BOMBARDEO
DE FLORES SOBRE LA CÁRCEL Y CEMENTERIO DE ALICANTE
HOMENAJE
DE LA AVIACIÓN A JOSÉ ANTONIO
NADIE
LE SUPERÓ EN LOS SERVICIOS A LA PATRIA
por
El Tebib Arrumi
También
en el frente de batalla se ha solemnizado el día que la Patria entristecida
dedica a José Antonio. Cada cual en su puesto, como él predicó, los soldados
en el Segre se han cubierto una vez más de gloria al irrumpir en el valle de
este río, por el sector de Serós, para no detenerse hasta mojar sus pies en
estas aguas catalanas, aplastando materialmente a los rojos, arrebatándoles
posiciones de trascendencia y haciendo, testimonio de lo arrollador del avance,
más de mil doscientos prisioneros.
SOBRE
LA CÁRCEL DE ALICANTE
En
el aire también nuestros héroes rindieron homenaje a la memoria de aquél que
soñaba con todas las grandezas para la Patria.

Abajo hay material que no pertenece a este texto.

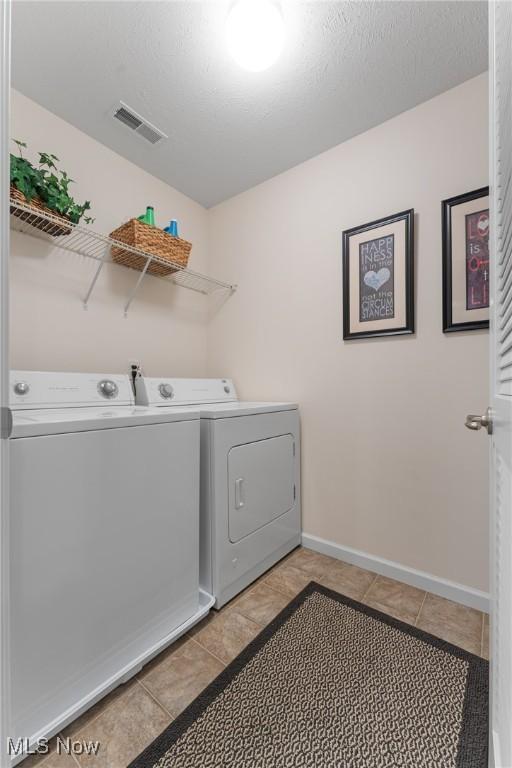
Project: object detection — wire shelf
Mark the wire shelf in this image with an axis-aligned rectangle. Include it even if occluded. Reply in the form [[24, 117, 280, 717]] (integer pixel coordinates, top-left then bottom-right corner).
[[10, 198, 236, 315]]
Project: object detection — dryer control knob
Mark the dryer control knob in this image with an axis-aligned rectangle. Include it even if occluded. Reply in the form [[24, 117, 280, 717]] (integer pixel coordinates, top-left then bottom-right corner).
[[158, 384, 174, 400], [98, 379, 119, 400], [13, 381, 30, 395]]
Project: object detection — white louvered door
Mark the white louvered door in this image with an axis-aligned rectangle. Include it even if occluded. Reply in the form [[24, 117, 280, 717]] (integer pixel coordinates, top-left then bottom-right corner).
[[489, 0, 512, 768]]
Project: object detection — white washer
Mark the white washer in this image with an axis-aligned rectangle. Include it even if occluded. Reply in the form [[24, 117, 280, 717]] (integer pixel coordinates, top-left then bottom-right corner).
[[135, 377, 301, 608], [10, 371, 213, 756]]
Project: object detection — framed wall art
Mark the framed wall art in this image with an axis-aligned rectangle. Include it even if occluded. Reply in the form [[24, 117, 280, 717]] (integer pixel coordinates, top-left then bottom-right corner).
[[343, 208, 414, 340], [442, 187, 489, 333]]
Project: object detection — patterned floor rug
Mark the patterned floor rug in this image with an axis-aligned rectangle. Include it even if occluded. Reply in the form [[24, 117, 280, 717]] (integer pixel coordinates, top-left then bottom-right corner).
[[130, 582, 488, 768]]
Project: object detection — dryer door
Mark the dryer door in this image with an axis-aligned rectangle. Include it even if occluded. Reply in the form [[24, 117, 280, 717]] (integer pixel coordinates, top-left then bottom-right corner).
[[228, 435, 295, 543]]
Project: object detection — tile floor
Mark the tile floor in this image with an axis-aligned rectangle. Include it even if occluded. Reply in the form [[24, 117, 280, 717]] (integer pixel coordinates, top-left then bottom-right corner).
[[22, 547, 489, 768]]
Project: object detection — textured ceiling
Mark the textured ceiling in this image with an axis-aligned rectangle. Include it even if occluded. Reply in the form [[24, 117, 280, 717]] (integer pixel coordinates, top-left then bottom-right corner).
[[13, 0, 487, 207]]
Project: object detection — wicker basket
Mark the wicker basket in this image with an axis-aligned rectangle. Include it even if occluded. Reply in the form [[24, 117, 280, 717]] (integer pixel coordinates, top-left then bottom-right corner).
[[110, 219, 192, 277], [10, 184, 71, 237]]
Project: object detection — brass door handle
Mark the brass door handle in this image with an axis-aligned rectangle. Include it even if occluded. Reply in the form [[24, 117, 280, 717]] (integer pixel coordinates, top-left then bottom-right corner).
[[465, 408, 492, 435]]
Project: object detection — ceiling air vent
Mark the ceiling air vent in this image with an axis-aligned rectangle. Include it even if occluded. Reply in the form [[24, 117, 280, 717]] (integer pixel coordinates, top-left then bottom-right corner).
[[113, 101, 168, 144]]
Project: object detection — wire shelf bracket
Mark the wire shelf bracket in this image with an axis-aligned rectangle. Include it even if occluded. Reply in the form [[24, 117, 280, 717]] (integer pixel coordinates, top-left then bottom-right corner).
[[10, 198, 237, 317]]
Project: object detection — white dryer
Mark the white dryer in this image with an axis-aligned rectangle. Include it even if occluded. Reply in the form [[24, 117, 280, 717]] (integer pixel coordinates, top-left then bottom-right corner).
[[135, 377, 301, 608], [9, 371, 213, 756]]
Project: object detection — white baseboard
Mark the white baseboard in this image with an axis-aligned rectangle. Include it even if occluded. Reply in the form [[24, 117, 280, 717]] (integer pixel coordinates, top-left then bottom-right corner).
[[302, 533, 489, 613]]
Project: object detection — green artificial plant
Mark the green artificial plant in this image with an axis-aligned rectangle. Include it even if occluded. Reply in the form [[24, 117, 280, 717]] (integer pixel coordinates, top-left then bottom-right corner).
[[11, 139, 94, 224]]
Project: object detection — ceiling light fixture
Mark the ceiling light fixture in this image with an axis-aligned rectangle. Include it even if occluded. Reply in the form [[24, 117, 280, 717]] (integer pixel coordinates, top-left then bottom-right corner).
[[226, 0, 285, 72]]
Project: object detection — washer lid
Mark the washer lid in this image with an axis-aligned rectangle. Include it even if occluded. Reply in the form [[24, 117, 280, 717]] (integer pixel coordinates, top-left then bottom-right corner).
[[201, 401, 299, 419], [11, 405, 200, 438], [10, 371, 135, 411]]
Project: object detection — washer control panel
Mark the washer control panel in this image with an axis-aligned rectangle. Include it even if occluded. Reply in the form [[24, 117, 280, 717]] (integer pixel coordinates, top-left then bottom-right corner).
[[10, 371, 135, 410]]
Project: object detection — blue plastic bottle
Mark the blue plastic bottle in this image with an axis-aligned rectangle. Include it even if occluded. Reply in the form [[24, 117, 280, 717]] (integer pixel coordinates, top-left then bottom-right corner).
[[164, 219, 179, 237]]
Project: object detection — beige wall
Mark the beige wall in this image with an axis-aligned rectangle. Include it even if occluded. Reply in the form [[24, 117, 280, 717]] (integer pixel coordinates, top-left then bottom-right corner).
[[11, 92, 208, 376], [208, 75, 488, 590]]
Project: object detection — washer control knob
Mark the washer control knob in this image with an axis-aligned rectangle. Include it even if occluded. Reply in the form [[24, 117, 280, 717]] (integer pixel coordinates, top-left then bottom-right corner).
[[14, 381, 30, 395], [98, 379, 119, 400], [158, 384, 174, 400]]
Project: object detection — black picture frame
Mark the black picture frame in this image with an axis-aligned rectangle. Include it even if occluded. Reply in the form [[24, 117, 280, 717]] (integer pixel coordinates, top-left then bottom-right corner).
[[441, 187, 489, 333], [342, 208, 414, 341]]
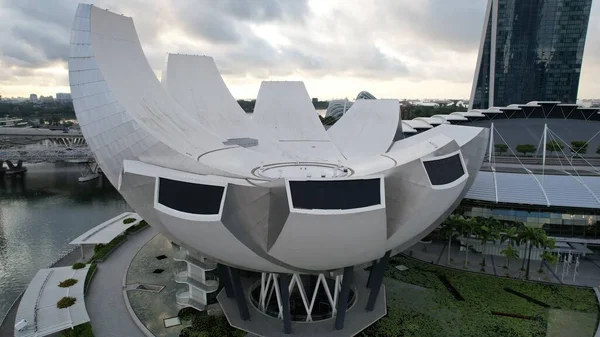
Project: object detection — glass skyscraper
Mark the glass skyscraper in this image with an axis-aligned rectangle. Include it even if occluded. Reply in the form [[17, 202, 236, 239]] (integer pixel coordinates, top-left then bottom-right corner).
[[471, 0, 592, 109]]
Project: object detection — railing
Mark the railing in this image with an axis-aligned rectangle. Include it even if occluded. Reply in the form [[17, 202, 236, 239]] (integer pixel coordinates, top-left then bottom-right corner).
[[173, 250, 217, 271], [0, 146, 94, 163], [175, 271, 219, 293], [175, 290, 206, 311]]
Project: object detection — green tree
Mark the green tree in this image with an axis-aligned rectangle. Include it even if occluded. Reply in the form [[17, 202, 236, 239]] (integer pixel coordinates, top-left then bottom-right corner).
[[515, 144, 537, 156], [538, 235, 558, 273], [500, 226, 519, 246], [500, 245, 519, 269], [520, 226, 547, 279], [494, 144, 508, 153], [476, 217, 500, 254], [459, 218, 478, 268], [571, 140, 588, 154], [546, 140, 565, 154], [441, 214, 465, 265]]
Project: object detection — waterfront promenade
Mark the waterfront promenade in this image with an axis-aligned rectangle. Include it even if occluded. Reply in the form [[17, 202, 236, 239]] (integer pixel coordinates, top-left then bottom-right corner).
[[0, 249, 81, 337], [86, 227, 158, 337], [0, 227, 157, 337]]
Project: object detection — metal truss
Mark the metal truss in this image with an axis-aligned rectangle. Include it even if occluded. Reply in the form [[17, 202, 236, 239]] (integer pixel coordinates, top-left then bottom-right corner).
[[258, 273, 343, 322]]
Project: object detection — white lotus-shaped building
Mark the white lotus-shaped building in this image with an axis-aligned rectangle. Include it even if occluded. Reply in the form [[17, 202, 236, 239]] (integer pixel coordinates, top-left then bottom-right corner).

Y así, cuatro aviones
nacionales volaron sobre Alicante, planeando sobre el edificio de su cárcel,
despreciando el fuego antiaéreo que les hacían y seguros de conseguir sus
objetivos sobre el edificio, que presenció la tragedia del cautiverio y
asesinato del Fundador de la Falange, dejaron caer sendos ramos de flores. Entre
rosas y claveles, había unas cuartillas que rezaban así: "La aviación
nacional, en nombre y representación del pueblo español, dedica este tributo
de flores a la memoria eterna del primero de los camaradas de Falange, José
Antonio Primo de Rivera, creador y profeta de nuestro Movimiento, asesinado por
la horda marxista en la prisión de Alicante el 19 de noviembre de 1936, cuando
en España empezaba a amanecer. José Antonio Primo de Rivera: Presente. ¡Arriba
España!"
LA OFRENDA DEL HIJO
Cómo
ha sonado en nuestro corazón este homenaje de los caballeros del aire, que
acentuó el de su tributo y el de la dedicatoria: Capitán de nuestras escuelas
de Caídos... En la semana que tan acertadamente se ha dedicado a poner de
relieve la grandeza de José Antonio, han sonado voces de autoridad. La mía al
lado de estos acentos magníficos, sería torpe y oscura de tono, si fuese sólo
la de un cronista de guerra, que a diario sigue los pasos triunfadores de los
soldados de Franco, si fuera la de un viejo amigo del padre, general, y del
hijo, creador de las milicias falangistas. Y si puede alcanzar atención esta
voz mía, es por ser la de un padre, que se quedó sin hijos, siendo su orgullo
verlos morir con orgullo de camaradas de José Antonio. ¡Capitán de nuestras
escuadras de Caídos! Ahora, sí. Si ellos pudieran hablar, que acentos los
suyos de entusiasmo, de perdurable fe en el jefe y su doctrina. Y sólo sé que
mi hijo, caído por la Falange, asesinado en Madrid, si por un milagro de Dios
resucitase, volvería a ofrecer una y otra vez su existencia en flor por la
doctrina de Falange, y tomaría de nuevo la ruta hacia los luceros que para los
mejores señaló, como camino de honor supremo, el Precursor.
NADIE
SUPERÓ A JOSÉ ANTONIO
De
todos cuantos servicios tuviera en una larga vida que prestar alguien a España,
ninguno igualable al que se debe a José Antonio, al convencer, animar,
disciplinar, enardecer y llevar hasta el desprecio heroico de la vida a la
juventud española, que antes de la buena nueva de las palabras de José Antonio
carecía de ideal y vivía vida de frívolos egoísmos al margen de todo amor
alto toda acción generosa y noble.
(Hoja
Oficial del Lunes, Orense, 21 de noviembre de 1938.)